Organic inclusion complex strategy for designing nonlinear optical crystals for ultraviolet applications

Based on Molecular Engineering and Crystal Engineering concepts, a new method for designing nonlinear optical (NLO) crystal materials, the Organic Inclusion Complex (OIC) method has been demonstrated. In defining an appropriate optical transparent range with respect to the Molecular Engineering method, small organic molecules containing n-π conjugation were selected as “second order harmonic generation (SHG)-active units”(guests). Together with the Crystal Engineering method, chiral molecules were used as “molecular scaffolding” (hosts) to combine with the “SHG-active units” by hydrogen bonds. The former can provide a nonlinear optical effect. The latter leads to the OIC with a noncentrosymmetric structure and are expected to enhance the macroscopic nonlinearity in a synergistic mode of guest and host by inducing the guest molecular dipole alignment as well as other properties, such as thermal stability, mechanical strength and ease of growth.
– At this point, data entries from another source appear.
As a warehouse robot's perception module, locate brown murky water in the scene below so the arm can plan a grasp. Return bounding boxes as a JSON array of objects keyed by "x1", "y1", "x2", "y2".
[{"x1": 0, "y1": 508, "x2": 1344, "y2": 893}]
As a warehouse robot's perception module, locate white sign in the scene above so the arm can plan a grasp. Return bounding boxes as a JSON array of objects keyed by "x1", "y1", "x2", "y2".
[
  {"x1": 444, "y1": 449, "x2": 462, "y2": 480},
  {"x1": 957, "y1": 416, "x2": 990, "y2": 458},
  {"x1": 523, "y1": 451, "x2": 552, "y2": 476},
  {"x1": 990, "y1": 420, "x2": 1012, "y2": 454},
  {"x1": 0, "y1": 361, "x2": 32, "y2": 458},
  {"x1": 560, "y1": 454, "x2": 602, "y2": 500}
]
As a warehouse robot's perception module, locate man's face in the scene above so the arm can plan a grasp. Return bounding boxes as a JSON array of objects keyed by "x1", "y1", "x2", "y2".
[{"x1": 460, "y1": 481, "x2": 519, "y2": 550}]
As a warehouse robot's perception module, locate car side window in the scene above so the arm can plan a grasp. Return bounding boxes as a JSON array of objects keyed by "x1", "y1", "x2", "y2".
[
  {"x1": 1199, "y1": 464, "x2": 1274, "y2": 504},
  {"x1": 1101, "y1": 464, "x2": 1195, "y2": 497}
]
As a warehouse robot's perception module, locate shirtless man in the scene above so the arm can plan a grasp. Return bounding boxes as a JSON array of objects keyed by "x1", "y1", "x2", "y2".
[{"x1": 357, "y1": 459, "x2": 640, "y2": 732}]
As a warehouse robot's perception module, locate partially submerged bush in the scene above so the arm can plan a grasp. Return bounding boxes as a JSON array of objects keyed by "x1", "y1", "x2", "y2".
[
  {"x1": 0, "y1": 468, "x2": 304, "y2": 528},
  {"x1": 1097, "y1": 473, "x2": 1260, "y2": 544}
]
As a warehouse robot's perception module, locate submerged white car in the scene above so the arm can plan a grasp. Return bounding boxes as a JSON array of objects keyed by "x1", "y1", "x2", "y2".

Here, we report two new inclusion complex crystals, urea-(d)tartaric acid (UDT) and urea-(dl)tartaric acid (UDLT) (here, d means dextral and dl means racemic). UDT and UDLT crystals belong to P2,2,2, and P2, space group, respectively. Bulk size crystals with high optical quality were successfully obtained from aqueous solution by using a temperature-lowering method. The experimental results show that these two crystals demonstrate higher NLO effects and shorter wavelength cutoff.